The purified water is then dispensed to different locations around the laundrymat, where it is sold for a quarter a gallon. The operation is licensed and inspected on a regular basis by the Department of Agriculture; they sell about 400 gallons every day. Outside, a woman in pajamas with a Monday scowl stood at what looked like an ATM machine, but was actually a place where customers can come and fill up their 3 or 5 gallon water jugs 24/7.

"I think if we hadn't gotten into (selling water) we'd really be in trouble," Fonock said.

Fonock, 64, fell into the water business five years ago after tangling with Glacier Beverages, which kept water vending machines on the sidewalk outside. He received no commission from those sales, and said the machines were a nuisance, since they broke down regularly. Customers would come in to get quarters for the water, then complain when they lost the money. So he kicked the company out and created his own water sales business (after working briefly with one of Glacier's competitors).

"I told them, 'You just put me in the water business,'" he said

It's been a long walk to the water for Fonock, who was trained in the hospitality industry originally. After graduating from Penn State, he became a ROTC officer and was sent to Germany for three years. There he ran an officer's club. After that, he worked as a food and beverage manager for a hotel chain in Lansing, Mich. for 10 years. When the economy started to slow down there - in 1982 - he took his wife and six children to Florida, looking for work.

"We purchased, I think, the first four bedroom house in Cape Coral," he said.

He worked for South Seas Resort on Captiva Island for four years; after that he was head of the hospitality training program at Edison College for eight years. He watched the population in the Cape almost triple; Del Prado Boulevard went from one to three lanes; Pine Island Road became a divided highway.

When Edison College did away with the hospitality program, Fonock found himself unemployed again. He looked into owning an ice cream store and a restaurant before deciding on a laundrymat. His first was on College Parkway, 11 years ago. He moved it to Palm Beach Boulevard shortly after that.

"This is one I felt we could operate as a family," he said. "We had six kids - now most are gone, married; one moved to Baltimore, two are firefighters, one works for a doctor, one works for a steel company..."

Fonock considered his own childhood, and how things have changed since then.

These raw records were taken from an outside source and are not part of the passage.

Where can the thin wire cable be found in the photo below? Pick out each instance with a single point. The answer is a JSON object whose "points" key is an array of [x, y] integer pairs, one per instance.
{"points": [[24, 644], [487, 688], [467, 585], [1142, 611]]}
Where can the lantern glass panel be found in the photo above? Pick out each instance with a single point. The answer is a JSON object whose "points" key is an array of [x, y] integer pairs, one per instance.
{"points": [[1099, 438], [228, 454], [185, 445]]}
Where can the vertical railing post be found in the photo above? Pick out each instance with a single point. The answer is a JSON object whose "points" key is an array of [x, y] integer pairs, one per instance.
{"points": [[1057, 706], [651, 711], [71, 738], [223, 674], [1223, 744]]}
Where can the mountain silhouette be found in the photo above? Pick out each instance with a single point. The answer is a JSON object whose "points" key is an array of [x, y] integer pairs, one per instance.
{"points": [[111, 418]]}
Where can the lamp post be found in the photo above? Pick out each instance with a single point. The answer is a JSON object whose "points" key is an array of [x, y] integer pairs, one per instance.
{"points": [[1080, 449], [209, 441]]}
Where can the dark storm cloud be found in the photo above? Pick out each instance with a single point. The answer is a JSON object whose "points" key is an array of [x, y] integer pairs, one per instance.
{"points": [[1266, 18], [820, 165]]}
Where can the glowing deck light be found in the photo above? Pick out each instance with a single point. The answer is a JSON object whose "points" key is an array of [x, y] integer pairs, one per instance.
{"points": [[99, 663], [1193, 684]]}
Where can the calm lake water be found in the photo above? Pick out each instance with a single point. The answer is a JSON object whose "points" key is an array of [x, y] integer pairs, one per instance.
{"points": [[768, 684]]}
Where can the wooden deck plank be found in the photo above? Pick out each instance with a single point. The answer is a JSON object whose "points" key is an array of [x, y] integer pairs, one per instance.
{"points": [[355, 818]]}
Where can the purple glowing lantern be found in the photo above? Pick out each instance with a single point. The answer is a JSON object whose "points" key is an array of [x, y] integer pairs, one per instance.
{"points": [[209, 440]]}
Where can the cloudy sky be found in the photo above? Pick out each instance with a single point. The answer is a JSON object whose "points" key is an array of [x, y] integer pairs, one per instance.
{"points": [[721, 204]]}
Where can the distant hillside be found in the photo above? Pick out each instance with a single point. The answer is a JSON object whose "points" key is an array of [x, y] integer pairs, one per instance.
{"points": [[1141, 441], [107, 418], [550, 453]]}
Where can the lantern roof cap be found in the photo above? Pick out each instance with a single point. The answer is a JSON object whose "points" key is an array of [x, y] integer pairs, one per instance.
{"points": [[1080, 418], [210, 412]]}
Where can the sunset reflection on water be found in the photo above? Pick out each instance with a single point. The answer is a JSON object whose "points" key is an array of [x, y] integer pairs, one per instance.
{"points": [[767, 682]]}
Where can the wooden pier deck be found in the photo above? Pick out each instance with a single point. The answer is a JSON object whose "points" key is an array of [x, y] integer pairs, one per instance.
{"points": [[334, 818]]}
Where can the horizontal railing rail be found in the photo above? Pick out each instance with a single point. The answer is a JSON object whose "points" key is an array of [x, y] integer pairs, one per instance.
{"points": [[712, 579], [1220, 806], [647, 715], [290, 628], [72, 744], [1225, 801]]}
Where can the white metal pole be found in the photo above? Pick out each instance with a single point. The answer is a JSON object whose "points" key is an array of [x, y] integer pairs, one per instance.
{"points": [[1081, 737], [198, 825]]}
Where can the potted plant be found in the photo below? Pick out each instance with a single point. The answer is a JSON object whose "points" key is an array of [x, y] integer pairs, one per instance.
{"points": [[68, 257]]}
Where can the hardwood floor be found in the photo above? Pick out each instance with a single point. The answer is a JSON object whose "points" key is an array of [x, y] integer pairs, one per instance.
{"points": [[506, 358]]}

"We used to walk to school," he said. "We knew all the neighbors. That environment doesn't seem to exist today - in Florida, anyway. It's not as neighborly because of the lack of tenure. Some of the people we know have lived here three, four, five years. There is a neighbor from Wisconsin, one from Ohio, one from Michigan, New Jersey."

And Fonock, who is originally from Bridgeport, Penn., pointed out that Pennsylvania was one of the original 13 colonies, so the neighborhoods there are more mature.

"Florida is still developing," he said. "One guy at the end of the street has lived there all his life, I think - Kenny King. Everyone else is from somewhere else."